Where are you in the Pecking Order?

by Ron Potter June 29, 2017

Maybe you’ve never been around chickens very much. This is where the term comes from. In the mid-1920’s a German author described the hierarchical structure of chickens. “Defense and aggression in the hen is accomplished with the beak.” The ones with higher authority peck the others with their beak. Fun to watch in chickens. Not so fun when you’re the one being pecked.

Egalitarian

Some companies have tried to eliminate the pecking order. One modern online retailer had attempted to get rid of the corporate hierarchy. However, some recent articles about the company have indicated that they’re experiencing an extremely high level of departures and turn over. I’m always hesitant to attribute a statistic like that to any one issue. But, one article I read indicated that the CEO wrote a very long memo offering employees three months’ severance if they felt that self-management and self-organization were not a fit for them. Ouch, that felt like a peck to me.

Hierarchy Can Work

I found two Stanford studies interesting. One concluded that egalitarian work structures were disorienting while hierarchical structures were more predictable and easier to understand which made them preferable. Another study said hierarchical structures had more staying power because they were practical and psychologically comforting. Now you could argue that predictable, practical and comforting are not the characteristics that will carry the corporation through the 21st century. You may be right. But, I believe there is a deeper issue than just structure.

Trust is the Deeper Issue

Many of my corporate clients have asked me at one point or another about their organization structure.

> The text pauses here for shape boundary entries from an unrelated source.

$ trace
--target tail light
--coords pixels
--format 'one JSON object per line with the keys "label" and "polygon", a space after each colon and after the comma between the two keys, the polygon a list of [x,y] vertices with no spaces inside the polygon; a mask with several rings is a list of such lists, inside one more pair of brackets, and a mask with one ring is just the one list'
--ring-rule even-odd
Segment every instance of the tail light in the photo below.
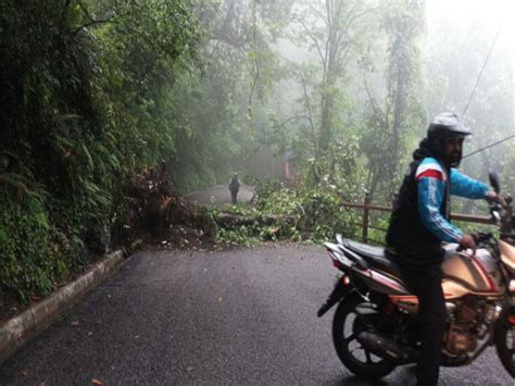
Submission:
{"label": "tail light", "polygon": [[340,260],[338,260],[336,254],[332,253],[330,250],[327,250],[327,253],[329,253],[329,257],[332,260],[332,266],[335,266],[338,270],[341,270],[343,267],[343,265],[341,264]]}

The basic question is “Should we be centralized or de-centralized?” My unsatisfactory response is that it doesn’t really make any difference. Every corporate structure is an artificial attempt at organizing people. There are positives and negatives to each approach. The most important is Trust. If there is a lack of trust in the organization any structure will be used for protection, security, and enforcement. If there is a great deal of trust in the organization, the structure seldom gets in the way, people simply want to work better together regardless of what the structure calls for.

I’ve had a few people in my life that have pecked at me. Starting with my mother and including a few teachers and mentors. If I knew we had trust and they cared for me, I didn’t really mind the pecking. If the trust wasn’t there, I felt they were pecking me just because they had a big beak.